Fort Worth scales back plans for industrial zone in Echo Heights after health concerns from community

The city amended its 2023 Comprehensive Plan to reduce the size of a new Industrial Growth Zone

NBC Universal, Inc.

The City of Fort Worth is making significant changes to its 2023 Comprehensive Plan after hearing environmental concerns from a community in the southeast.

The updated plan cuts more than 100 acres off a new industrial development area in the Echo Heights neighborhood, where activists say existing heavy industry has caused decades of health problems for residents.

On one side of the road are an elementary school and a mobile home community; a row of massive industrial facilities is across the street.

Activists told NBC5 this was the norm in the southeast Fort Worth neighborhood of Echo Heights: big business spilling into their backyards.

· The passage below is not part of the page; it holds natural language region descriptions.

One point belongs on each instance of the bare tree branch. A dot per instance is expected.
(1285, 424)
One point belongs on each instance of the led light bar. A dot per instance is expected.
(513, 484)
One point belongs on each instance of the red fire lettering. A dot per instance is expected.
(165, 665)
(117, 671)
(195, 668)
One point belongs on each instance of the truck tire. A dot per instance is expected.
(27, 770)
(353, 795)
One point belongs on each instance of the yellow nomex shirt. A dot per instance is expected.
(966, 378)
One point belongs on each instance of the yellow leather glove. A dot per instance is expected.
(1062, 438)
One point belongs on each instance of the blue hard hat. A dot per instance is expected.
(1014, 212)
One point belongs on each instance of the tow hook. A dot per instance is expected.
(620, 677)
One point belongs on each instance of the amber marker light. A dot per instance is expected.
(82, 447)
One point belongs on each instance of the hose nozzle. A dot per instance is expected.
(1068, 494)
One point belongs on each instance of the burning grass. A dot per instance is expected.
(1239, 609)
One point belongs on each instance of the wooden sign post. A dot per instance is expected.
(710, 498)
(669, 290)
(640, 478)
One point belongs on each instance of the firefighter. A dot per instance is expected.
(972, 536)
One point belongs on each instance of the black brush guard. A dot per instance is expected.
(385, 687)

“We have so many kinds of industrial chemicals around, and it makes it kind of hard to sit outside and breathe fresh, clean air,” said Teena James, VP of the Echo Heights Stop 6 Environmental Coalition. “It’s just not possible.”

James told NBC5 that for decades, many of her family and friends in Echo Heights have suffered chronic health problems.

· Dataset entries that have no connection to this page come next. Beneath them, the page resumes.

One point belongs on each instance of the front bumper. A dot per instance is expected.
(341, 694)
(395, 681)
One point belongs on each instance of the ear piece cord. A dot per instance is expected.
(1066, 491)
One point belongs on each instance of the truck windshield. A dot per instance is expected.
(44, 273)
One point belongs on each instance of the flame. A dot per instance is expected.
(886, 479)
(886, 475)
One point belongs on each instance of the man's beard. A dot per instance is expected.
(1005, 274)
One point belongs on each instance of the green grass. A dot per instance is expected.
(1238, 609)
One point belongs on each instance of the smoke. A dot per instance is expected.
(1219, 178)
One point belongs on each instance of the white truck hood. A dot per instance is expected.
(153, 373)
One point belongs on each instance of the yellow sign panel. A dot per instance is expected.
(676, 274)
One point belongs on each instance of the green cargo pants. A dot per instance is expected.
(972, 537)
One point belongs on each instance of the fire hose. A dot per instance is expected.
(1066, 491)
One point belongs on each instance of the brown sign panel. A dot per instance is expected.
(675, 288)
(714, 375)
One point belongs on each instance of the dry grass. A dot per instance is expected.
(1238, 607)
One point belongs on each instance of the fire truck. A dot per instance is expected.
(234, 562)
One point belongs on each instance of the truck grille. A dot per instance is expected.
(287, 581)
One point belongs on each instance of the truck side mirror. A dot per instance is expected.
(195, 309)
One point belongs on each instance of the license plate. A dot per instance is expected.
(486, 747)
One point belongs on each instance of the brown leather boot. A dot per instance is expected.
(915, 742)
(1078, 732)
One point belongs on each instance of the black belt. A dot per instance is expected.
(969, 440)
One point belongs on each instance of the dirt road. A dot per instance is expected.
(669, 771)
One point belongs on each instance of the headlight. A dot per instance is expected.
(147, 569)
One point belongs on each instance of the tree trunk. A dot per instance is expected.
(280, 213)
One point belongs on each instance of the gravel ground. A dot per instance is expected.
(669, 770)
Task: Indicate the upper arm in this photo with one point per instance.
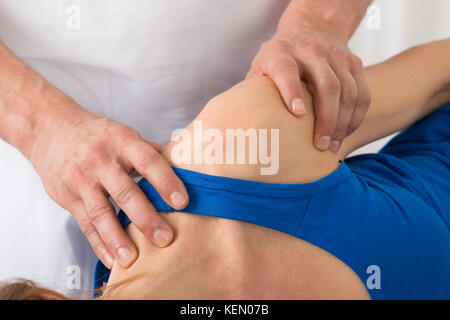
(255, 105)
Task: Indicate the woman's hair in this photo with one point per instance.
(22, 289)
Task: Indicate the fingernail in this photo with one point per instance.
(162, 237)
(334, 145)
(178, 199)
(109, 261)
(298, 106)
(125, 256)
(323, 143)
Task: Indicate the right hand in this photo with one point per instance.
(83, 157)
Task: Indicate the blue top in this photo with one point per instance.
(385, 215)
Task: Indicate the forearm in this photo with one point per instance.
(342, 16)
(25, 97)
(404, 89)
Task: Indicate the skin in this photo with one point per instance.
(83, 157)
(215, 258)
(311, 45)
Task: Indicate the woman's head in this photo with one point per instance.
(22, 289)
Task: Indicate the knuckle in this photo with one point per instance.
(356, 62)
(279, 46)
(313, 49)
(165, 184)
(93, 153)
(98, 213)
(119, 130)
(330, 83)
(365, 101)
(88, 228)
(124, 194)
(146, 159)
(349, 98)
(326, 123)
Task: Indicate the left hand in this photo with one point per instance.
(319, 55)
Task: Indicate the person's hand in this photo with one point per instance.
(318, 55)
(82, 158)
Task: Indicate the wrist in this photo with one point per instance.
(337, 17)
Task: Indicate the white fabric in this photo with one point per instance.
(152, 65)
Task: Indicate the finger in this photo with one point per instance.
(252, 73)
(153, 166)
(326, 92)
(364, 98)
(101, 250)
(130, 198)
(284, 71)
(103, 216)
(349, 95)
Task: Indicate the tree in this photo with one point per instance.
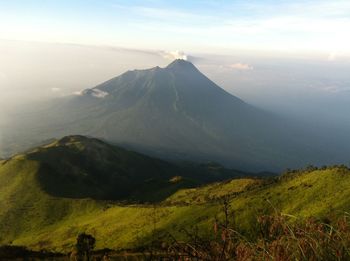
(85, 244)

She believed it was connected to the high industry concentration in the neighborhood – part of why she was so concerned when Fort Worth released its 2023 Comprehensive Plan early this year.

“If we had not been in that location at that time to oppose it, it would have passed,” James said.

The proposed plan called for a 671-acre Industrial Growth Center to be zoned in Echo Heights, including a massive plot of open land directly across from W.M. Green Elementary School.

“We’re just asking that you take into consideration what we’re dealing with,” James told the Fort Worth city council at their November 14 meeting.

Activists in Echo Heights took their concerns to the city in early 2023, pushing back against the planned increase in development.

In March, the city council passed the 2023 Comprehensive Plan without the Land Use component and met with Echo Heights community members five times over the next seven months.

At their November 14 meeting, the Fort Worth city council passed a new plan, cutting more than 100 acres off the industrial development zone, which was reduced to 562 acres.

The updated plan also zoned the land across from W.M. Green Elementary School as a residential area instead of including it in the industrial zone.

“Most of the decisions that created the problems we have in Echo Heights were created before I was born, and much of this council is included in that,” Fort Worth mayor Mattie Parker said before the vote to approve the amended plan. “This may be imperfect, but I think we’ve taken some important steps forward.”

Still, some in the southeast Fort Worth community told NBC 5 they want the city to go further.

“You said you were aware of the violations and the impurities and the situations and the redlining that has been going on in the community,” Teena James said. “Change the zoning so these companies, with prejudice, can not come back over.”